I am trying to use beautifulsoup4 to parse a series of webpages written in XHTML. I am assuming that for best results, I should pair with an xml parser, and the only one supported by beautifulsoup to my knowledge is lxml.
However, when I try to run the following as per the beautifuloup documentation:
import requests
from bs4 import BeautifulSoup
r = requests.get(‘hereiswhereiputmyurl’)
soup = BeautifulSoup(r.content, ‘xml’)
it results in the following error:
FeatureNotFound: Couldn't find a tree builder with the features you
requested: xml. Do you need to install a parser library?

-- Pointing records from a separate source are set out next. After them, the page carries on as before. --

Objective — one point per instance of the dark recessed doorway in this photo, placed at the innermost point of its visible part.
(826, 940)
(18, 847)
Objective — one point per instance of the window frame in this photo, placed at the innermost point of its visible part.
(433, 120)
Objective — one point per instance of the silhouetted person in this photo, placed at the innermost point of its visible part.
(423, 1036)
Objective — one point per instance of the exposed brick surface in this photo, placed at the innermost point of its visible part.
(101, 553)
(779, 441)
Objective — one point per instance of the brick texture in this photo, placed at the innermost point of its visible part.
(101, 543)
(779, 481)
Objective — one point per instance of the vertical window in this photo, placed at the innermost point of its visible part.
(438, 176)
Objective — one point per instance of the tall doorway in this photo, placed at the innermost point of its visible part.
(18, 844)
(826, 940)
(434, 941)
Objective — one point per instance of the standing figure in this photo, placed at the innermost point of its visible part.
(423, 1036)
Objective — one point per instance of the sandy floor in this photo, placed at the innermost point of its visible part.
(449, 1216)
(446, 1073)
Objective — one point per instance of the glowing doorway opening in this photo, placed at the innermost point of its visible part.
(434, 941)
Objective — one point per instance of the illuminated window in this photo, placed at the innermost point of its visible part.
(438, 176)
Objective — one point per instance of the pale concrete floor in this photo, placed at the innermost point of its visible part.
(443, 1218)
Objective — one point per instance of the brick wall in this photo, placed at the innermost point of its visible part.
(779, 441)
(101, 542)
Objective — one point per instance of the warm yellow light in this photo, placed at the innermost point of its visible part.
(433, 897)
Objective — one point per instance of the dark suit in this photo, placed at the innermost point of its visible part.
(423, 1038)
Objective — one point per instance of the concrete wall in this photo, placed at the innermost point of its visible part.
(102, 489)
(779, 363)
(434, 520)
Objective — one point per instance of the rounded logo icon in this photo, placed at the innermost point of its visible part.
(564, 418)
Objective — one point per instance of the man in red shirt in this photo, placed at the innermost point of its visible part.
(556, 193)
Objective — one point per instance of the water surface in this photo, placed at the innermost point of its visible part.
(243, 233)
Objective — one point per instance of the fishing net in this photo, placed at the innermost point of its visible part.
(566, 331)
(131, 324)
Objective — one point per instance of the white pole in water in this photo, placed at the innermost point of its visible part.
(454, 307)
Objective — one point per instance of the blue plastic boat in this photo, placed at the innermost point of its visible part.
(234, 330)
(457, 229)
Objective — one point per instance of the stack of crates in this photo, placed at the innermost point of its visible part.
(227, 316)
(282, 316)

Its driving me crazy. I have found record of two other users who posted the same problem
I used this post (see link directly below this line) to reinstall and update lxml and also updated beautiful soup, but I am still getting the error. Installing lxml, libxml2, libxslt on Windows 8.1
Beautifulsoup is working otherwise because I ran the following code and it presented me with its usual wall of markup language soup = BeautifulSoup(r.content, ‘html.parser’)
Here are my specs Windows 8.1 Python 3.5.2 I use the spyder ide in Anaconda 3 to run my code (which admittedly, I do not know much about)
I'm sure its a messup that a beginner would do because as I stated before I have very little programming experience.
How can i resolve this issue, or if it is a known bug, would you guys recommend that I just use lxml by itself to scrape the data.